Decided On January 14, 1938
MT BATULAN Appellant
V/S
SAYID MOHAMMAD NAEEM Respondents

JUDGEMENT

(1.) This is an appeal by the defendant in a suit for recovery of possession of land in which, according to the plaintiff, his predecessor-in-title and other maliks had allowed the defendant's father to build a temporary shed for residential purposes on condition that he would cook food for the maliks on ceremonial occasions and render other menial services on wages. Plaintiff said that the defendant had stopped rendering services and then after a service of notice to quit, this suit was brought for recovery of possession. The defence was that the land had been settled with the ancestors of the defendant for permanent residential purposes more than a hundred years ago, that the tenant had put up substantial structures worth more than Rupees 4000 on the land, that there had been several successions, and that while the tenant had put up the substantial structures in the honest belief that he had a permanent right, the landlords, knowing that the ancestor of the defendant was acting under such belief, had stood by and allowed the expensive structures to be put up.

(2.) The trial Court found that the land had been settled with defendant's father in 1317 Fasli on the conditions alleged by the plaintiff, and that even if the structures, which the learned Munsif found were not substantial, had been put up with the knowledge of the plaintiff, the mere fact that the landlord stood by and acquiesced would not suffice to raise any equitable estoppel against him. The suit was accordingly decreed; and defendant appealed to the District Judge. The appeal was heard by a Subordinate Judge, who concurred in the findings of the learned Munsif.

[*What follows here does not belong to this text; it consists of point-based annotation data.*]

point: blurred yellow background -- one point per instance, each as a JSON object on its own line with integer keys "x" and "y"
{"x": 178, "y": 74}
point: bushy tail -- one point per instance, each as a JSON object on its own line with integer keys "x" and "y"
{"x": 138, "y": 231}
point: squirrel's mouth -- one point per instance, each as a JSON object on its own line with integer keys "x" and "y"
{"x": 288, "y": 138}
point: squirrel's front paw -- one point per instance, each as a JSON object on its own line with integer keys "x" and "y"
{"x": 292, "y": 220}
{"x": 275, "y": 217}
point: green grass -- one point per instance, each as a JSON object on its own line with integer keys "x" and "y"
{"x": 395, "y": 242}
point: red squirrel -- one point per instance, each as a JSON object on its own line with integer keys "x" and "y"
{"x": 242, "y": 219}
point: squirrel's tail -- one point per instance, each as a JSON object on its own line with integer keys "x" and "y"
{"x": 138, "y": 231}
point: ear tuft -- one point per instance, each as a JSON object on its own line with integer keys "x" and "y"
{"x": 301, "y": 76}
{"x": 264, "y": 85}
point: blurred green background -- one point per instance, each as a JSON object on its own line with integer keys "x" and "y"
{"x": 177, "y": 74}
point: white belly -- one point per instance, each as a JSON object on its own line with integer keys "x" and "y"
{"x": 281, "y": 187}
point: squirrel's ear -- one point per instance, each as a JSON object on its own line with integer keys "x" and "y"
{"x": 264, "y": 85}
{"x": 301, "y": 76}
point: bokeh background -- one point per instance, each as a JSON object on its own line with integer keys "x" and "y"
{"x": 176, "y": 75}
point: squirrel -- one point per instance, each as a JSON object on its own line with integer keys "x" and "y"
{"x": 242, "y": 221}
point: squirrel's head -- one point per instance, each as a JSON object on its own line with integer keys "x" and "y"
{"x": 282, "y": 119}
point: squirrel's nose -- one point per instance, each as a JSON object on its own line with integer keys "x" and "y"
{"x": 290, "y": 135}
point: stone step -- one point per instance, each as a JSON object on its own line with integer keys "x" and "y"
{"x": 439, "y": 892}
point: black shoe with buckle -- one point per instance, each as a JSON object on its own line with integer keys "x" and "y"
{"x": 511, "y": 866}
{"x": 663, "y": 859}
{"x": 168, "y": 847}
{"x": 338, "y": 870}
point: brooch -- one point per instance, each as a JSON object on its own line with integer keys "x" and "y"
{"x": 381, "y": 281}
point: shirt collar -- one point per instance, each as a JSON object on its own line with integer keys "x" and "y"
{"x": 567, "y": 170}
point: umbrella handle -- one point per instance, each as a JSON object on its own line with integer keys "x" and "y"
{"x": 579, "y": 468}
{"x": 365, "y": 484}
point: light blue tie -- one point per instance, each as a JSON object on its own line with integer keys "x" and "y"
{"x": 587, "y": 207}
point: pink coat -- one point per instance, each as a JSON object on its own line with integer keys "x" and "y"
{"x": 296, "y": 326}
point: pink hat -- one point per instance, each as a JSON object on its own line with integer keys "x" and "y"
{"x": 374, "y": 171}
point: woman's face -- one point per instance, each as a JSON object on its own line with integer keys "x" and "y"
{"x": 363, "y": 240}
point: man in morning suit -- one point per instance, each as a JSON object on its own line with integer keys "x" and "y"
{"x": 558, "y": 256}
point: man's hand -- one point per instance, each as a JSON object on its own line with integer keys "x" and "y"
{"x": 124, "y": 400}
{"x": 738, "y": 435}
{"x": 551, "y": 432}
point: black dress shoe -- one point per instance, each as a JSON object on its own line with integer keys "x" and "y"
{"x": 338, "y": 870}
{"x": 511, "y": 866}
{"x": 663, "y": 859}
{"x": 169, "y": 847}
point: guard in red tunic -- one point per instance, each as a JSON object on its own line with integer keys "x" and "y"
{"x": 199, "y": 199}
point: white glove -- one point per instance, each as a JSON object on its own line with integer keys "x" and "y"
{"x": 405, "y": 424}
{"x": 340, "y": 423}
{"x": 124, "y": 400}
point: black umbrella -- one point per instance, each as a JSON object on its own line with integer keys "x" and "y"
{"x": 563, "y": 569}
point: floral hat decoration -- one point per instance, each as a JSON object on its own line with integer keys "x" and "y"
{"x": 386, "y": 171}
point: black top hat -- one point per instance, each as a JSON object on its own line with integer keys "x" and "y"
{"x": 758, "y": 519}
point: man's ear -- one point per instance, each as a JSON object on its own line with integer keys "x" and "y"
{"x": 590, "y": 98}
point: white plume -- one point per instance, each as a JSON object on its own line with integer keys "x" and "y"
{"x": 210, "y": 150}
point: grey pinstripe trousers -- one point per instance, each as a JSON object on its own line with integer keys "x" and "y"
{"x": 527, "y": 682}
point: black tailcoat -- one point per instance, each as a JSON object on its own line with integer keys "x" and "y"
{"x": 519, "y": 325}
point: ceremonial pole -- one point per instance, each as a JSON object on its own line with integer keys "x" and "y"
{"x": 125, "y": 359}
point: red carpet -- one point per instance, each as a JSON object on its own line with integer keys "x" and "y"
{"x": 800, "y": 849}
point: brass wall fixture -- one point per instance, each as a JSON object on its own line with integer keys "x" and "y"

(3.) The first point urged before me is that as admittedly the grant was for residential purposes, the Court should have started with a presumption of permanency; and in support of this contention, Sir George Rankin's remarks in Debendra Nath V/s. Pashupati Nath have been referred to. The learned Chief Justice said that upon the question whether a tenancy is permanent or not, the law of India attaches a good deal of importance to the question whether the tenancy was for residential purposes apart altogether from the question whether substantial structures were built upon the land and that in this country the old-fashioned notion at all events was that a place which was intended as a family home was very likely to be intended to be held in permanent right. These observations however can have no application to a tenancy created so recently as 1317, and that too on condition of the tenant performing menial services.